Alaska is one of only three states without a law that gives convicts access to genetic evidence. The others are Massachusetts and Oklahoma.
Testing so far has led to the exoneration of 240 people who had been found guilty of murder, rape and other violent crimes, according to the Innocence Project, which works to free people who were wrongly convicted.
But Chief Justice John Roberts, in his majority opinion, said the states have moved quickly to grapple with the challenges and opportunities presented by advances in genetic testing.
"To suddenly constitutionalize this area would short-circuit what looks to be a prompt and considered legislative response," Roberts said.
The chief justice said that new technology that was not available at trial should not throw fairly won convictions into doubt. "The dilemma is how to harness DNA's power to prove innocence without unnecessarily overthrowing the established system of criminal justice," he said.
Dissenting liberal justices and advocates for prisoners who seek genetic testing complained that the court is penalizing a small group of inmates who lack access to a simple test that would conclusively show their innocence or reaffirm their guilt.
"The fact that nearly all the states have now recognized some postconviction right to DNA evidence makes it more, not less, appropriate to recognize a limited federal right to such evidence in cases where litigants are unfairly barred from obtaining relief in state court," Justice John Paul Stevens said.
Peter Neufeld, a co-founder of The Innocence Project who argued Osborne's case at the Supreme Court, said the ruling probably would not affect the vast majority of inmates seeking DNA testing.
But, Neufeld said, "There is no question that a small group of innocent people -- and it is a small group -- will languish in prison because they can't get access to the evidence."
The Obama administration, picking up the argument first made by the Bush administration, urged the court to reject the appeals court ruling and insist that inmates at least swear under oath to their innocence before being given access to the evidence. The federal DNA testing law has such a requirement.
In some states, laws limit testing to capital crimes or rule out after-the-fact tests for people who confess.
The woman in Alaska was raped, beaten with an ax handle, shot in the head and left for dead in a snow bank near Anchorage International Airport. The condom that was found nearby was used in the assault, she said.
The woman, who is white, identified Osborne, who is black, as one of her attackers.

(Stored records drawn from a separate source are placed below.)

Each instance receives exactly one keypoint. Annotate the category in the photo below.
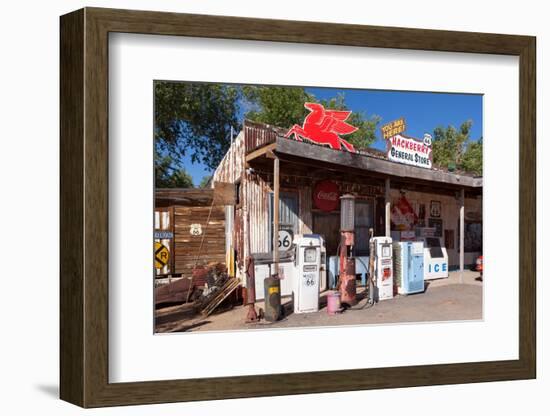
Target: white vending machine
(436, 260)
(383, 268)
(307, 273)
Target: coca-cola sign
(326, 195)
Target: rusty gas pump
(348, 290)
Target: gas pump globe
(348, 290)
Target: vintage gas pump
(383, 268)
(307, 274)
(348, 289)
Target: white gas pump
(307, 273)
(383, 268)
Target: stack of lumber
(212, 303)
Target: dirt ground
(443, 300)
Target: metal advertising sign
(163, 235)
(323, 126)
(392, 128)
(285, 240)
(409, 151)
(326, 195)
(162, 255)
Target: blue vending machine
(408, 266)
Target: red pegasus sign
(324, 127)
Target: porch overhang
(293, 150)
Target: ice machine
(408, 266)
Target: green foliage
(366, 133)
(452, 148)
(284, 107)
(278, 106)
(168, 176)
(205, 181)
(195, 120)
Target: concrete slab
(443, 300)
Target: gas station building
(395, 199)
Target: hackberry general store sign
(410, 151)
(393, 127)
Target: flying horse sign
(324, 127)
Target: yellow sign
(162, 255)
(272, 289)
(393, 128)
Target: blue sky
(423, 112)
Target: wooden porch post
(461, 248)
(388, 208)
(276, 216)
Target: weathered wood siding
(449, 216)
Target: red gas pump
(348, 290)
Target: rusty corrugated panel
(305, 219)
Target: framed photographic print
(225, 195)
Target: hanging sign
(392, 128)
(195, 229)
(324, 127)
(163, 235)
(162, 255)
(326, 196)
(285, 240)
(409, 151)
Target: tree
(284, 107)
(366, 132)
(195, 120)
(450, 145)
(278, 106)
(205, 181)
(168, 176)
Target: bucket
(333, 303)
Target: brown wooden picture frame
(84, 207)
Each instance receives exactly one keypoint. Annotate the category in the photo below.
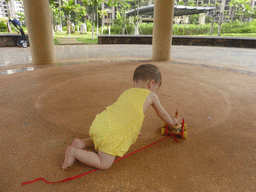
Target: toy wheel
(185, 135)
(25, 44)
(185, 127)
(163, 131)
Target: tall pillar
(38, 20)
(162, 32)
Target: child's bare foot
(69, 158)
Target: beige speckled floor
(41, 111)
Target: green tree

Another man also convicted in the attack has repeatedly incriminated him. Osborne himself described the assault in detail when he admitted his guilt under oath to the parole board in 2004.

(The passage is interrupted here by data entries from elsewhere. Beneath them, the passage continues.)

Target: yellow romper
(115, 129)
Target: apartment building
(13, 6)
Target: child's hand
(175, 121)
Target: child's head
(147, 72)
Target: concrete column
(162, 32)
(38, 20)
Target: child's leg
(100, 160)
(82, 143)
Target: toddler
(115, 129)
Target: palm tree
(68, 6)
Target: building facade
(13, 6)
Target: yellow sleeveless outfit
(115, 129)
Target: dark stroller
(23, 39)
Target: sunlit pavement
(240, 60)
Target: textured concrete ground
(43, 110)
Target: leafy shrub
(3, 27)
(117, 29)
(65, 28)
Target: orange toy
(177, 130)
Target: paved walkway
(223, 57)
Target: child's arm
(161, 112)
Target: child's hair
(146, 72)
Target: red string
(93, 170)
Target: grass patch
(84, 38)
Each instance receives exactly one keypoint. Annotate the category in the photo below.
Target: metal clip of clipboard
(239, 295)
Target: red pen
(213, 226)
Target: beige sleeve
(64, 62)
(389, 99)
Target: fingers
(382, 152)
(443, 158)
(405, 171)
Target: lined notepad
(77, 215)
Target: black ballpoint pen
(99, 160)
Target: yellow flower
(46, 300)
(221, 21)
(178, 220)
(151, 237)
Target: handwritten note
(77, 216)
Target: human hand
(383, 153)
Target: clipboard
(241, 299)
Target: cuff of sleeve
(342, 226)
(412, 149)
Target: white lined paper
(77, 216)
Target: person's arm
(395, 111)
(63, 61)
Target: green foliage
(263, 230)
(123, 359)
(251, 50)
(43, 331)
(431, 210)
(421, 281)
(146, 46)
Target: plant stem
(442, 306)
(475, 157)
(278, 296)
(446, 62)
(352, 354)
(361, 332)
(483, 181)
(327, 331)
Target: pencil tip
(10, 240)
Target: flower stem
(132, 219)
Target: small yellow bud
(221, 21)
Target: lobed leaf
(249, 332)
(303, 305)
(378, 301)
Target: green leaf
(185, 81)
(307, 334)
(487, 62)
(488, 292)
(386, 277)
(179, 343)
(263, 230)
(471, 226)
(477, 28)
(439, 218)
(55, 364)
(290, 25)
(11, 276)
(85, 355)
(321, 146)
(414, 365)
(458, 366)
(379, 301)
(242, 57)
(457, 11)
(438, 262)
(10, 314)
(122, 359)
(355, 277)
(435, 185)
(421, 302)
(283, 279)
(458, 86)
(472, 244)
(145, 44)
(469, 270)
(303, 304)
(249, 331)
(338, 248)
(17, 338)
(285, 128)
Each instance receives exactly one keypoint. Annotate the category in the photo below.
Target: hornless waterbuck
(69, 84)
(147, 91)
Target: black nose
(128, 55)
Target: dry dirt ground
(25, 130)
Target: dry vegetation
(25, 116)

In many exoneration cases, eyewitnesses picked out the wrong man, often with the victim of one race incorrectly identifying someone of a different color.
Osborne's lawyer passed up advanced DNA testing at the time of his trial, fearing it could conclusively link him to the crime. A less-refined test by the state showed that the semen did not belong to other suspects but could be from Osborne, as well as about 15 percent of all African-American men.
Osborne is awaiting sentencing on another conviction, a robbery he committed after his parole.
The case is District Attorney's Office v. Osborne, 08-6.